This had a huge effect. The "Reviving Ophelia" movement was meant to silence boys so that girls would not be too intimidated to speak up. This often took the form of teachers refusing to call on boys at all, even when no girl raised her hand. It was targeted at middle schoolers, but there was a trickle down effect that didn't take long to reach the youngest grades.

Blogger Longstreet January 10, 2013 4:55 PM  

Beau, I'm very happy to hear that you're doing better. And enormously jealous of you and your trip to Ruidoso.

Blessings to you and yours!

Anonymous Mr. Tzu January 10, 2013 4:56 PM  

@.
Nah, just the opposite. Alphas are punished, betas rewarded.
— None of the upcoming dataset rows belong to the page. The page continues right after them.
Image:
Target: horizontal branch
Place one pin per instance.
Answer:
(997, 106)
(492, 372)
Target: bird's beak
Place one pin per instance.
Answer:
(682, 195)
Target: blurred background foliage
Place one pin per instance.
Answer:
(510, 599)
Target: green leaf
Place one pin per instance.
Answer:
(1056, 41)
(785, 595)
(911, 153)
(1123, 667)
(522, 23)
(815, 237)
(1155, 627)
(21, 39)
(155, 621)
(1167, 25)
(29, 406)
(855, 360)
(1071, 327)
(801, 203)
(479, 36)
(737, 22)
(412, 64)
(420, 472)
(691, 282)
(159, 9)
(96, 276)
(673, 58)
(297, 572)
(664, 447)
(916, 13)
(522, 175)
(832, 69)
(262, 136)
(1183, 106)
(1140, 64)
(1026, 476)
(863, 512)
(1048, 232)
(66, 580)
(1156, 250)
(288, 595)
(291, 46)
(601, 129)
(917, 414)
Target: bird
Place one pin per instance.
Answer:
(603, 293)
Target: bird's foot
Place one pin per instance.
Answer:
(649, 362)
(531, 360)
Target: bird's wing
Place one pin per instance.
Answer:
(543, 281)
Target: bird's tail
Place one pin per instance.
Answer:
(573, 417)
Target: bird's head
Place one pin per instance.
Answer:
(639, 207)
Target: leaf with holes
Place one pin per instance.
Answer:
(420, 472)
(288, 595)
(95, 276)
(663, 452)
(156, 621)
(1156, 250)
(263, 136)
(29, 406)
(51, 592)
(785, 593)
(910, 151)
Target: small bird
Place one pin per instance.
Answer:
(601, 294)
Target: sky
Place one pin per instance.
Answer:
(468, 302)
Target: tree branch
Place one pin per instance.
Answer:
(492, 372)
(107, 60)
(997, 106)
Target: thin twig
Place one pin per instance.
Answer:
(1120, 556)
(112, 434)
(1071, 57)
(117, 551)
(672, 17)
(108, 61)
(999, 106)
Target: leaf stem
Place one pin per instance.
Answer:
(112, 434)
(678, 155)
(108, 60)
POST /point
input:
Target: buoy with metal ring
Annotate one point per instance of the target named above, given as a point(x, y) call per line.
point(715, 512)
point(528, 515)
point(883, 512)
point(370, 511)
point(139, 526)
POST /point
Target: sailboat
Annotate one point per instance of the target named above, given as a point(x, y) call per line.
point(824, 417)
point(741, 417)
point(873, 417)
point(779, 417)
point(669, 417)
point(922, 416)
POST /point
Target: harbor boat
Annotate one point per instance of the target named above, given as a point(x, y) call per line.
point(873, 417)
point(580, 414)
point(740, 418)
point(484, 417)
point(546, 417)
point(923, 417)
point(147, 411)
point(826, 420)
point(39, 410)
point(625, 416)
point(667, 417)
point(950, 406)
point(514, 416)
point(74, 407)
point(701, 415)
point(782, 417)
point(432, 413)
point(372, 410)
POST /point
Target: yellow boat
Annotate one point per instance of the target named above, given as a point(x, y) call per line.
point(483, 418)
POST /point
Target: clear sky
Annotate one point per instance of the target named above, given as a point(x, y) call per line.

From the linked article: " boys who adhere to female norms on non-cognitive skills were not penalized. Effectively, the more female behavior was rewarded with a grade “bonus” for males."


I stand corrected.

As such, no tingle equals higher marks.

Anonymous Curlytop January 10, 2013 5:27 PM  

Beau! So happy to receive an update from you personally. :-) Still sending prayers your way as you recover. Enjoy the much-deserved trip.

Anonymous Jay January 10, 2013 5:43 PM  

Good word Vox! Totally agree!

Anonymous PC Geek January 10, 2013 6:34 PM  

@Beau

Seeing as though you had a bit of a health scare - as you know, Rycamor often comments here with great (non-mainstream, quite red-pill) health advice that (while there is in this world of course no guarantees of heath and safety) has been shown in practice to really help reduce the occurence and severity of many of the common health problems (such as strokes) that plague our nation (especially the older crowd.)

Have you checked any of his comments here out? If not, I would be glad to gather some of them together for you or point you to other sources of Paleo diet/other red-pill health and wellness info.

Of course your soul is quite well so that is most important! All of us here knew that no matter what happened wrt your health that it would be a happy ending!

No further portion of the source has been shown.